Мой собственный прием был издевательством. Я разработал собственную анатомическую концепцию амбулаторной медицины, называемую «Ромбовидное Пространство Бродяги», которая заключалась в расстегивании четвертой пуговицы на блузке, что создавало ромбовидное пространство для моего стетоскопа. С помощью движения запястья и стетоскопа можно было прослушать все органы, не давая пациентке возможности раздеться. Осматривая так знакомых мне пациенток с их тривиальными проблемами, я думал о точности и технологичности блока, где я находил стальной иглой девственную радиальную артерию. Мои пациентки волновались за меня и многие во время осмотра спрашивали, все ли со мной в порядке. Я отвечал, что чувствую себя невероятно хорошо. Одна, баскетболистка и свидетельница Иеговы, настаивала особенно сильно: — Что случилось, доктор Баш? Вы месяцами не пользовались стетоскопом со мной. Мы просто сидели и болтали. Что случилось с моим сердцем? — Я заверил ее, что ее сердце в порядке и закончил осмотр.
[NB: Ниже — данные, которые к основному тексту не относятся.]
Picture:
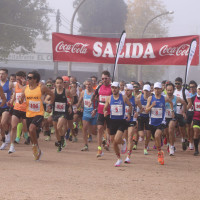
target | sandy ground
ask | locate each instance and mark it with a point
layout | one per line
(72, 174)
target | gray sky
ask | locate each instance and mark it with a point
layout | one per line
(186, 16)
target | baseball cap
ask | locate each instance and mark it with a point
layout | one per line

Покачав головой, она ушла.

Я бормотал про себя, направляясь прохладным апрельским днем к Скромняге:

— Все это образование для того, чтобы выписать специальный лифчик с дополнительными кармашками? Где я работаю в конце концов? В магазине белья?

Разноцветные марафонцы пробегали мимо меня. Лидеры, выглядели в полной готовности, даже после двадцати миль, несмотря на кошмары Скромняги. Строение тела лидеров, как и у Пинкуса, представляло мощный низ со стройным верхом. Они бежали под апплодисменты. Как же я им завидовал! Разноцветная волна пробегала мимо меня и где-то в пятисотых номерах был Пинкус, бегущий уверенным стилем, который мог его привести к финишу в трех часах. Я заорал: — Сделай их, Пинкус! — и он посмотрел, не улыбаясь, и вдавил вверх на Скромнягу свободными и уверенными рывками. Он выглядел отлично. Он и бежал прекрасно, и я наблюдал, как он пробегает и исчезает за холмом, не меняя ритма. Мой старик-Пинкус никогда не меняет ритма. Скромняга? Ха!
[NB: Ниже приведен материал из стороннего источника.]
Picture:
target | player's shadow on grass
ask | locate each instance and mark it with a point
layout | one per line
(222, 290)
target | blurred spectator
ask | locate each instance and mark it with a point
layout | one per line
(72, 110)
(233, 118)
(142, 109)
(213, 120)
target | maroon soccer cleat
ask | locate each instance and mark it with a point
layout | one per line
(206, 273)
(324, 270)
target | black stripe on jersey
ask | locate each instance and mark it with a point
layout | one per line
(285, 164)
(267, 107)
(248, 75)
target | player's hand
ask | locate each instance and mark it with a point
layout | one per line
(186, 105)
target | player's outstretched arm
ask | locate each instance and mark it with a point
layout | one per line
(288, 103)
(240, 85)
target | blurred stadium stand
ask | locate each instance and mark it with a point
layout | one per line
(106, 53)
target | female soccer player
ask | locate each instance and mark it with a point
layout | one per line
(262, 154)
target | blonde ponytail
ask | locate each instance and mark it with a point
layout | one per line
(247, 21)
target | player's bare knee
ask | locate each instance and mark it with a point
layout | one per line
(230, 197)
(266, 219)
Вечером в спортзале местной школы, поиграв в баскетбол, я наткнулся на одну из медсестер из блока, имя которой я всегда забывал и не мог вспомнить и на этот раз. Одетая в облегающий спортивный костюм, она работала с гантелями. Я был удивлен ее интересом в своей форме и воодушевлен ее формами. Мы болтали, утирая пот. Я пригласил ее выпить. В баре мы смотрели на Никсона, который, несмотря на заверения комментаторов о том, что он «больше не продавался на телевидении», выступал в прямом эфире из Овального кабинета, объясняя что-то про «исправленные пленки». Антураж был великолепен. Камера то и дело выхватала блестящие черные папки, на которых красовалась президентская печать. «Я возлагаю свое доверие на справедливость Американцев.»
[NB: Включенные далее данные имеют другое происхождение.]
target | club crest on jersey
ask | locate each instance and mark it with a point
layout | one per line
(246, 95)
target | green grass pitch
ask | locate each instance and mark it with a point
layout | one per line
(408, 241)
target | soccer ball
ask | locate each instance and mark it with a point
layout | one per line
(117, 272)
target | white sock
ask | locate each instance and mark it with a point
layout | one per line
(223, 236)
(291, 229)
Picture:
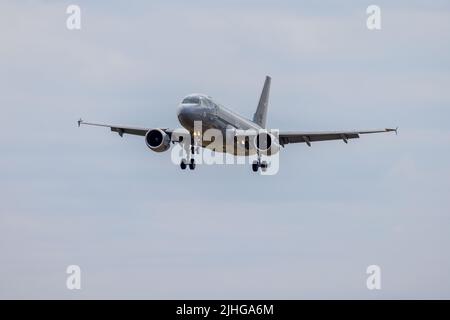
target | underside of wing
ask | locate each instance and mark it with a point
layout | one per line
(120, 129)
(287, 137)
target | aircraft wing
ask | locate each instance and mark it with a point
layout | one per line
(287, 137)
(120, 129)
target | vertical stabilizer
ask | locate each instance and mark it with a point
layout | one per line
(260, 116)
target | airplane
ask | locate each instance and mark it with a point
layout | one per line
(202, 108)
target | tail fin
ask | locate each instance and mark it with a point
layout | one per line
(260, 116)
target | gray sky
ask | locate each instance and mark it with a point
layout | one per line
(140, 228)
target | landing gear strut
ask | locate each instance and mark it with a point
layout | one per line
(190, 161)
(259, 164)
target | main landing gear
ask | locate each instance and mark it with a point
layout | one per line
(190, 161)
(259, 164)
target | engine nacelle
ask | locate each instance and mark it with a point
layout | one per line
(157, 140)
(266, 143)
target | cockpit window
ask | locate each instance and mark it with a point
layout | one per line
(191, 100)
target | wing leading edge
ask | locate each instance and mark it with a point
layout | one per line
(121, 130)
(287, 137)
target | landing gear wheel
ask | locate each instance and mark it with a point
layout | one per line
(255, 166)
(264, 166)
(192, 164)
(183, 164)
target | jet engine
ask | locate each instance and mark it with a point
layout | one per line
(157, 140)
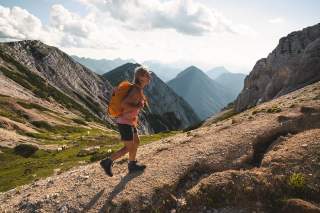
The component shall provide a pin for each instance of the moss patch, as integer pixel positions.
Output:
(16, 170)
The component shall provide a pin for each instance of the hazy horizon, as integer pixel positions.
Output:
(180, 33)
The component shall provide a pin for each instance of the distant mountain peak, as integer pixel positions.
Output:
(217, 71)
(191, 71)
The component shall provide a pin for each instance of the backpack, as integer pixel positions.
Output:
(118, 94)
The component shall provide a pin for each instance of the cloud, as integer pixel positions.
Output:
(184, 16)
(71, 23)
(277, 20)
(65, 29)
(18, 23)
Склоняясь к вспотевшей шее медсестры, я прошептал:

— Отличная мысль. Как раз вовремя. Разобраться с этой чертовщиной раз и навсегда.

Для меня аромат раздевалки, исходящий от этой сильной женщины, возбуждал сильнее духов. После коктейля и перед сексом, мы зашли в круглосуточный спортивный магазин, где я купил свою первую удочку.